How to Select the Principal Diagnosis
I am searching through a patient’s medical record and can’t seem to figure out what the principal diagnosis should be; I’ve spent hours on this and can’t seem to get it right. He was admitted with abdominal pain, nausea and vomiting, has known diabetes and hypertension. An abdominal procedure was performed to remove a ruptured appendix, and then he was discharged. I’ve tried the abdominal pain code, vomiting, diarrhea, absence of appendix, diabetes and the hypertension each as possible principal diagnosis codes and keep getting it wrong! How do I decide what to report for the principal diagnosis?
As defined in the Uniform Hospital Discharge Data Set the principal diagnosis is the “condition established after study to be chiefly responsible for occasioning the admission of the patient to the hospital for care.” The diagnosis discovered during the encounter was a ruptured appendix, this is the principal diagnosis because it is the reason the surgery took place and explains the abdominal pain, vomiting and diarrhea. In ICD-9-CM the diagnosis code would be 540.0; in ICD-10-CM the code will be K35.2.

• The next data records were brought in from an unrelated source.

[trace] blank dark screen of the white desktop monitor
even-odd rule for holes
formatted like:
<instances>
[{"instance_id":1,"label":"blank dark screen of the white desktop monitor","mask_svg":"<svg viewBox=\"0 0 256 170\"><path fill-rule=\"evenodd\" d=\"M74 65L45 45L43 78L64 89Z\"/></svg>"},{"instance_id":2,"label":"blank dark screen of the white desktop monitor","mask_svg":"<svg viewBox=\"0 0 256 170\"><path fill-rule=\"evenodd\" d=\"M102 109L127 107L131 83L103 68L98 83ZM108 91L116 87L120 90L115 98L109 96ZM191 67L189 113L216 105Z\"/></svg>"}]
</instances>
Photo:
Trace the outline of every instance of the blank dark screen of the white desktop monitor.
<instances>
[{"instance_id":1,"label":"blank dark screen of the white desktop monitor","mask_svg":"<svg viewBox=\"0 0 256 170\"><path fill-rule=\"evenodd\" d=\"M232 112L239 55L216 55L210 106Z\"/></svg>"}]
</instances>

Sometimes the principal diagnosis is listed in a nice heading in a discharge summary or a face sheet, other times the entire medical record must be reviewed to determine the main reason the patient was treated. Either way it is best practice to read the entire medical record.
Signs and symptoms of vomiting and diarrhea cannot be the principal diagnosis because they are related to the condition discovered, the ruptured appendix. More information on selecting the principal diagnosis is found in section II of the guidelines.